2. Description of the Related Art
The fabrication of advanced integrated circuits, such as CPUs, storage devices, application specific integrated circuits (ASICs) and the like, requires the formation of a large number of circuit elements on a given chip area according to a specified circuit layout. This includes several connection lines between different components, such as transistors and diodes. The connection lines are organized on multiple vertical levels, also known as metal levels. On each metal level, a plurality of connection lines may be realized.
The proximity, both horizontal and vertical, of connection lines results in several issues. The signal in a given line may be influenced by neighboring lines due to the parasitic capacitance present between the lines. Even more dangerously, there is a risk of a voltage breakdown between neighboring lines.
The possibility of a voltage breakdown depends on the materials used, the voltages present and the dimensions and placement of the lines. In view of further device scaling, it is expected that the distance between neighboring metal lines will get smaller and smaller at each technology node, both in the vertical and horizontal direction. This increases the risk of a breakdown through the insulator between the metal lines.
Although this is at least partially compensated for by the reduction in operating voltages, there are applications in which voltages cannot be reduced enough to compensate for the reduced distance, for instance, automotive or high voltage applications such as those needed for the operation of fuses or similar devices.
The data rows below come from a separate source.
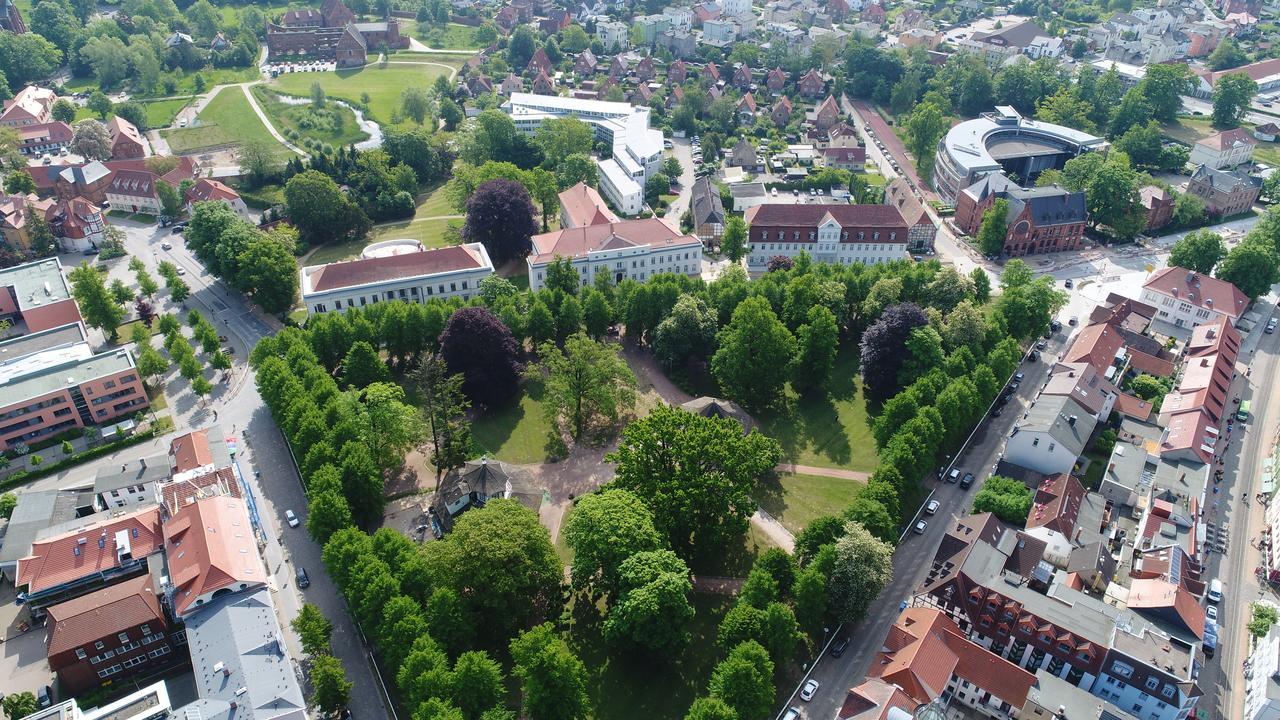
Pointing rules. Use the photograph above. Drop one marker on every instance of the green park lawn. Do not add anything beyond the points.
(455, 36)
(160, 113)
(515, 433)
(826, 431)
(228, 119)
(383, 85)
(798, 500)
(292, 117)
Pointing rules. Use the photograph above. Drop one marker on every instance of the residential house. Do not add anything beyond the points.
(631, 249)
(208, 190)
(1194, 411)
(1224, 150)
(396, 270)
(920, 229)
(1225, 192)
(613, 35)
(479, 482)
(677, 73)
(781, 113)
(1185, 299)
(581, 205)
(853, 159)
(1050, 436)
(16, 215)
(585, 63)
(77, 224)
(1159, 205)
(746, 109)
(708, 212)
(101, 550)
(927, 656)
(846, 235)
(812, 85)
(127, 142)
(44, 137)
(826, 115)
(30, 106)
(219, 552)
(109, 636)
(746, 156)
(776, 81)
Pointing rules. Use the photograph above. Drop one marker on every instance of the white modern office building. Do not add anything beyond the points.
(625, 127)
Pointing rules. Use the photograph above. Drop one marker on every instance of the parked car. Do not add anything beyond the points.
(809, 689)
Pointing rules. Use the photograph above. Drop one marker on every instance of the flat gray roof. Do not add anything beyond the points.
(238, 655)
(36, 283)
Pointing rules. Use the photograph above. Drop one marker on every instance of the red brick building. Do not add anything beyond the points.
(1159, 204)
(1041, 219)
(109, 634)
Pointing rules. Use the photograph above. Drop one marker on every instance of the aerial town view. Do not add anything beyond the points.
(639, 359)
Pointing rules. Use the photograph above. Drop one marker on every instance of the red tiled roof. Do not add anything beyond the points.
(584, 206)
(190, 451)
(575, 242)
(101, 614)
(1200, 290)
(64, 557)
(935, 650)
(393, 267)
(812, 215)
(208, 188)
(210, 545)
(179, 493)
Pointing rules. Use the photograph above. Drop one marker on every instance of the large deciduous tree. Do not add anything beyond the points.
(588, 383)
(483, 350)
(1200, 251)
(499, 560)
(883, 347)
(695, 473)
(501, 217)
(863, 566)
(603, 531)
(755, 352)
(552, 679)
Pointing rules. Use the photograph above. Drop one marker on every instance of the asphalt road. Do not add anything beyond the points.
(914, 555)
(261, 449)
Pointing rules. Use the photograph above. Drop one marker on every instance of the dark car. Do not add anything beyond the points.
(839, 647)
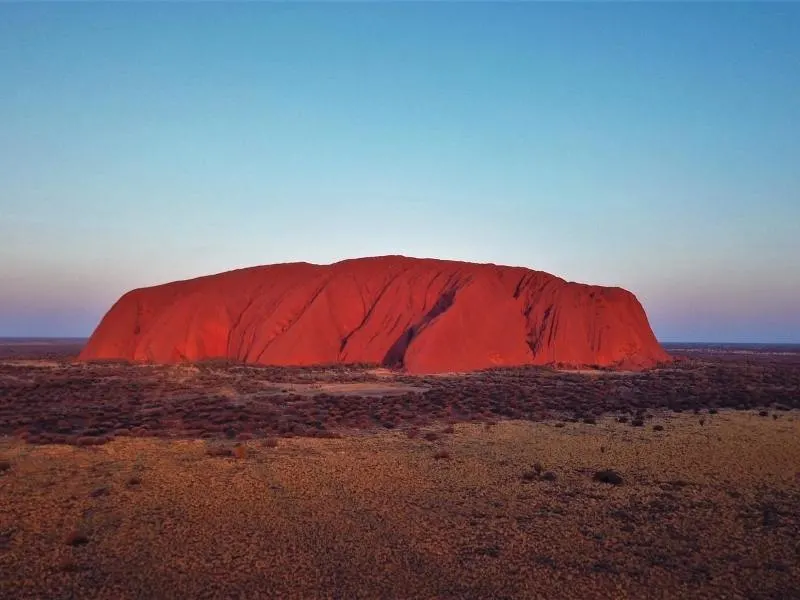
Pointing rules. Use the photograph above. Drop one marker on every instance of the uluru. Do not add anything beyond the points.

Moreover, while the horizontal distance between metal lines can be varied for each metal line with respect to its neighboring lines, the same cannot be done in the vertical direction. So, for instance, if, on a metal level, only one metal line has a high voltage applied to it, horizontally neighboring metal lines can be spaced further apart to avoid any issues. However, the same cannot be done in the vertical direction since the increase in the vertical spacing would negatively reflect on all of the metal lines of the metal plane, which do not need the increased vertical spacing, and not only on the one carrying the high voltage.
In view of the situation described above, the present disclosure relates to semiconductor structures and manufacturing techniques thereof allowing the realization of at least one high voltage metal line on a metallization level of an integrated chip which avoids the risk of voltage breakdown.